Was aber soll das sein, was so als Nächstes vor einem liegt?! Schwierig, schwierig! Denn nicht nur die Abi-Garderobe der Damen ist heute zehn- bis zwanzigmal so teuer wie vor dreißig (Wein-Smiley) Jahren, auch die Vielfalt der Möglichkeiten hat sich seit damals vervielfacht, für mein Empfinden – denn ich kam aus Heubach, dem Dorf der sehr begrenzten Möglichkeiten – sogar mindestens vertausendfacht, verhunderttausendfacht! Und dennoch habe sogar ich es geschafft, nach dem Abi nicht zu wissen, was ich wollte. Daran musste ich denken, als ich vor kurzem unseren Erstgeborenen und Bald-Abiturienten mit strengem Blick nach seinen Plänen fragte. Eigentlich wusste ich schon seit der Mittelstufe, was ich machen wollte, aber als ich dann an der Uni saß und Sprachen studierte und realisierte, dass es mir dann passieren könnte, dass ich mein Leben lang Reden von Ronald Reagan würde übersetzen müssen, habe ich es mir schnell wieder anders überlegt. Wir Glücklichen damals – wir wussten ja noch nichts von Donald Trump. Schön, wenn sich eine Entscheidung so nachhaltig als gut herausstellt.

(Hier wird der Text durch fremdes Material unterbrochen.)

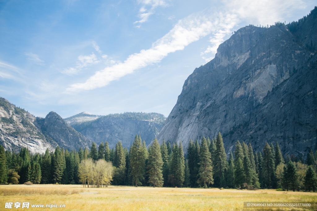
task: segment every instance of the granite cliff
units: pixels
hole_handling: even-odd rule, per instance
[[[158,138],[186,148],[220,131],[227,152],[238,140],[304,155],[317,149],[316,86],[315,7],[298,22],[235,32],[185,81]]]
[[[56,113],[36,117],[24,109],[0,97],[0,144],[6,150],[19,151],[28,147],[31,153],[42,153],[58,145],[78,150],[91,142],[66,123]]]
[[[124,147],[129,148],[136,134],[139,134],[148,145],[158,134],[165,119],[164,115],[156,113],[126,112],[97,116],[85,112],[65,120],[96,144],[108,141],[111,148],[119,141]]]

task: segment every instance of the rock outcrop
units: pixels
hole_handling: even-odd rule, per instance
[[[317,8],[285,25],[250,25],[220,45],[185,81],[158,137],[172,142],[213,137],[227,152],[237,140],[303,155],[317,147]],[[185,149],[186,150],[186,149]]]
[[[36,127],[36,117],[24,109],[0,97],[0,143],[6,150],[20,151],[28,147],[31,153],[54,150],[57,143],[47,139]]]
[[[136,134],[140,134],[148,145],[158,134],[165,119],[164,115],[156,113],[126,112],[97,116],[83,112],[65,121],[97,144],[107,141],[111,148],[120,141],[128,148]]]
[[[36,117],[0,97],[0,144],[6,150],[28,147],[32,154],[54,151],[58,145],[69,150],[90,147],[91,141],[51,112],[44,118]]]

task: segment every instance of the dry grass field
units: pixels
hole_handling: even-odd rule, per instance
[[[0,185],[0,210],[251,210],[243,202],[317,202],[317,193],[272,190],[80,185]],[[29,208],[5,208],[6,202],[29,202]],[[64,204],[65,208],[32,208],[34,204]],[[21,203],[22,205],[22,203]],[[22,207],[22,205],[21,205]],[[265,208],[256,210],[305,210]],[[311,209],[310,210],[312,210]]]

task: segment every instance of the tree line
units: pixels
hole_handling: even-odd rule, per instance
[[[200,143],[199,143],[199,142]],[[317,152],[311,150],[306,163],[294,156],[283,158],[279,146],[267,143],[262,152],[250,143],[236,142],[227,153],[219,132],[214,138],[190,140],[186,157],[181,142],[171,146],[154,139],[147,148],[136,135],[129,150],[120,142],[110,149],[107,142],[88,150],[64,150],[31,155],[5,152],[0,146],[0,183],[82,184],[84,186],[114,185],[153,187],[259,188],[315,191]]]

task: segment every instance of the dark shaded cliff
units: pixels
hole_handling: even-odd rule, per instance
[[[317,8],[299,20],[241,28],[185,81],[158,139],[223,134],[260,150],[265,142],[303,155],[317,147]]]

Warum ich Ihnen das alles erzähle und worauf ich hinauswill? Ich habe Angst, wie die Zeit rast. Jedes Mal, wenn ich auf einem Abiball bin, um von dort zu berichten, fühlt es sich an, als wäre das letzte Mal erst vor vier Wochen gewesen. Es macht „wusch“ und schon ist wieder Abiball. Wo das Problem ist? Auf dem nächsten Abiball werde ich – mit ein wenig Glück – nicht zum Berichterstatten sein, sondern als Mutter. Und das ist unfassbar! Noch gefühlte vier Wochen, also noch vorm Urlaub eigentlich, und bevor das letzte Schuljahr meines Sohnes beginnt – „wusch“…. Tja, dann fragt man sich natürlich erst recht, was die Zeit so bringt, wie unsere Kids das Erwachsensein meistern werden. (Mein Ansinnen, die Volljährigkeit wieder hochsetzen zu lassen, wurde leider abgeschmettert.) Wie sie in ihrer Zeit stehen werden, wie sie alldem gegenübertreten, was an Neuem, nicht immer Erfreulichem auf sie zukommen wird. Ich werde jetzt schon nicht müde, gute Wünsche zu sammeln und weiß, dass der Adressat daran naturgemäß nicht interessiert sein wird. (Gut, dann behalte ich natürlich auch das Forschungsergebnis der Website www.hilfreich.de für mich, die kundtut, dass die sexuelle Leistungsfähigkeit des Mannes zwischen 18 und 20 am höchsten ist…) Vielleicht sollte ich schon anfangen, mir einen kleinen Beruhigungsmittelvorrat anzulegen, denn wenn ich mir überlege, wie ich dieses Jahr auf den Feierlichkeiten schon ständig maximalgerührt war, dann weiß ich nicht, wie man als Mutter so einen Einschnitt überstehen soll.

Geht aber irgendwie, habe ich mir von anderen Müttern sagen lassen. Na, ich bin aber gespannt!